There was a provision, at signing, for the Lax Kw’alaams to take possession of one of the smaller parcels called the Ridley Island Road Quarry amounting to 37 hectares.
The Metlakatla Pacific NorthWest LNG agreement called for the provincial government to transfer four parcels amounting to just over 1,000 hectares. The largest, 772 hectares, was on North Digby.
There was a provision, at signing, for Metlakatla to take possession of two of those parcels, 10 hectares on the Wolf Creek Road and 164 hectares on South Digby.
Those transfers are in process, said the provincial government in a provided statement.
The Lax Kw’alaams agreement also called for the province to provide $22 million to rest in a law firm’s trust fund accounts.
Had Pacific NorthWest LNG announced its project was proceeding, $7 million, plus interest, would then have been released to the Lax Kw’alaams with the remaining $15 million, plus interest, released once construction started.

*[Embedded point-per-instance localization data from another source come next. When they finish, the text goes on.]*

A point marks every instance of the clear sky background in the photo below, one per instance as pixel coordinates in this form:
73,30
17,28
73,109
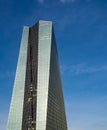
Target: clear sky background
81,35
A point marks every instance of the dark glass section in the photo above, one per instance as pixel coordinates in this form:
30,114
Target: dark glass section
30,96
56,119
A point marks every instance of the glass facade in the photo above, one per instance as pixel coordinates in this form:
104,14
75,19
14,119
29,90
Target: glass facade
37,100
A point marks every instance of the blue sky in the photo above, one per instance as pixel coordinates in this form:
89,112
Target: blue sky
81,34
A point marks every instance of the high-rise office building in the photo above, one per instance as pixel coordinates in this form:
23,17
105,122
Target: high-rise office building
37,100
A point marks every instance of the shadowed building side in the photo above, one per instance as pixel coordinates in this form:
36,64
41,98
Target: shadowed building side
37,99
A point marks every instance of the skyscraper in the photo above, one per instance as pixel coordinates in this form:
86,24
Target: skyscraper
37,100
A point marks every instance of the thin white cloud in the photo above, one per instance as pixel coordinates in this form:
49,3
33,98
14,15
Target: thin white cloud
40,1
82,69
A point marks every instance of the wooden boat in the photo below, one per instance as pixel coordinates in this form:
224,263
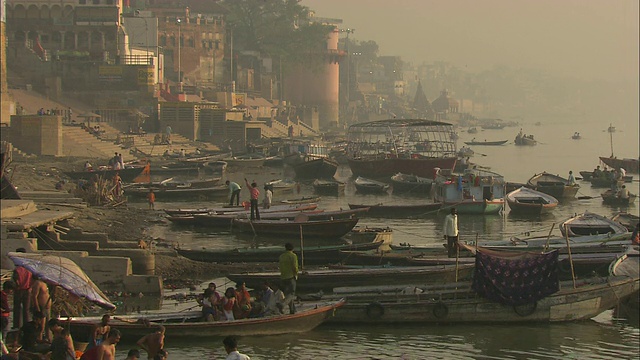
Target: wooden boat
399,211
248,160
316,168
181,193
627,220
179,168
475,192
312,255
127,174
380,149
327,279
286,229
368,186
529,201
328,187
189,324
415,185
215,167
487,143
302,200
525,140
611,197
630,165
458,303
554,185
589,223
281,186
240,209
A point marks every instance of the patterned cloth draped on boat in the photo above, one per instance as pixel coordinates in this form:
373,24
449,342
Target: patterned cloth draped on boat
515,279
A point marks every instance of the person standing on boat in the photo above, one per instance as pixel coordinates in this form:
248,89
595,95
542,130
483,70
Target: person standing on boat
234,192
288,264
571,180
255,194
268,196
451,232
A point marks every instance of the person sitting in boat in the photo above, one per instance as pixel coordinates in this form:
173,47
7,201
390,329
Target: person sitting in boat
228,303
623,193
242,308
571,181
209,300
596,172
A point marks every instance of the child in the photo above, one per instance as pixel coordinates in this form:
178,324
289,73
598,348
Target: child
152,199
228,303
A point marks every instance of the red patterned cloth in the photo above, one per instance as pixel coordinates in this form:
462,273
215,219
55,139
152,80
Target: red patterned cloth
516,280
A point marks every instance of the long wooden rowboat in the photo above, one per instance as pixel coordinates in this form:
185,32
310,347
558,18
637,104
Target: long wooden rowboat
529,201
313,255
589,223
553,185
396,211
190,324
226,220
315,280
126,174
491,143
457,303
231,209
325,229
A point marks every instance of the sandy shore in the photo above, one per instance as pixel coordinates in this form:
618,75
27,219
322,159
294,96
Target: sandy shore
123,223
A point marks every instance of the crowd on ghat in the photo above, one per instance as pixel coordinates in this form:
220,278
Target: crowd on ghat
42,335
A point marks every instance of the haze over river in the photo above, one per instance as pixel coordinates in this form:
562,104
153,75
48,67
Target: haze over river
604,337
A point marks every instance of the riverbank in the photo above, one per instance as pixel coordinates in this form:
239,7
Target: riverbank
122,223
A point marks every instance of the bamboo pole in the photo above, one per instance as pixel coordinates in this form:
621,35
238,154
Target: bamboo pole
546,246
301,248
573,274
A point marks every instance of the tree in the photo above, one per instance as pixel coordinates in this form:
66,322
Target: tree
279,29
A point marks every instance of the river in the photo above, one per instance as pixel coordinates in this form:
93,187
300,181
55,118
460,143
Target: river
604,337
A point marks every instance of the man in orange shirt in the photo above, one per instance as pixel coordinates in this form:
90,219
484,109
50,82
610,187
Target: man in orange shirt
152,199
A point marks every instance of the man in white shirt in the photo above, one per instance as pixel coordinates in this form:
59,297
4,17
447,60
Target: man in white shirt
451,232
231,346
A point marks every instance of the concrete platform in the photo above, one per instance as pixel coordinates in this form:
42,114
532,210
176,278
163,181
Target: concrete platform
35,219
16,208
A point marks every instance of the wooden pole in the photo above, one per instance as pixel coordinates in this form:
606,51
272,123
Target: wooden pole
301,248
573,274
546,246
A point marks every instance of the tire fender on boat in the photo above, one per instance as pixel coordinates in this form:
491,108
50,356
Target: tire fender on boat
375,310
440,310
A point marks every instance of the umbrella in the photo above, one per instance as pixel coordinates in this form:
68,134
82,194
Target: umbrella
62,272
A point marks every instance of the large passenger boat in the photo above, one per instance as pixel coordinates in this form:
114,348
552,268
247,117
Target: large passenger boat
383,148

With Pacific NorthWest LNG shelved, the money was to be returned to the province.
Yet, in a provided statement, the province says it has “exercised an option to extend the agreement, to allow the money to remain in trust with the law firm while other opportunities in support of reconciliation with Lax Kw’alaams are explored with the nation.”
Other portions of the agreement have the Lax Kw’alaams acknowledging the province provided $3 million for “community engagement and consultation purposes” and that the province “committed to upgrade the Tuck Inlet Road at an approximate cost of $20 million in order to provide Lax Kw’alaams with a direct benefit associated with potential LNG development” around Prince Rupert. That work has already taken place.
And had Pacific NorthWest LNG gone ahead, the province committed itself to “identify and budget the sum of $50 million to be used for the Port Simpson Road Connector Project or other transportation infrastructure ….”
The Metlakatla were also in line for cash payments — including $5 million upon signing of their agreement and a further $17.5 million toward the construction of a seniors facility and $3.5 million for the First Nation’s shellfish aquaculture businesss.
But a further cash injection of $20 million did not take place because of the cancellation of the Pacific NorthWest LNG project.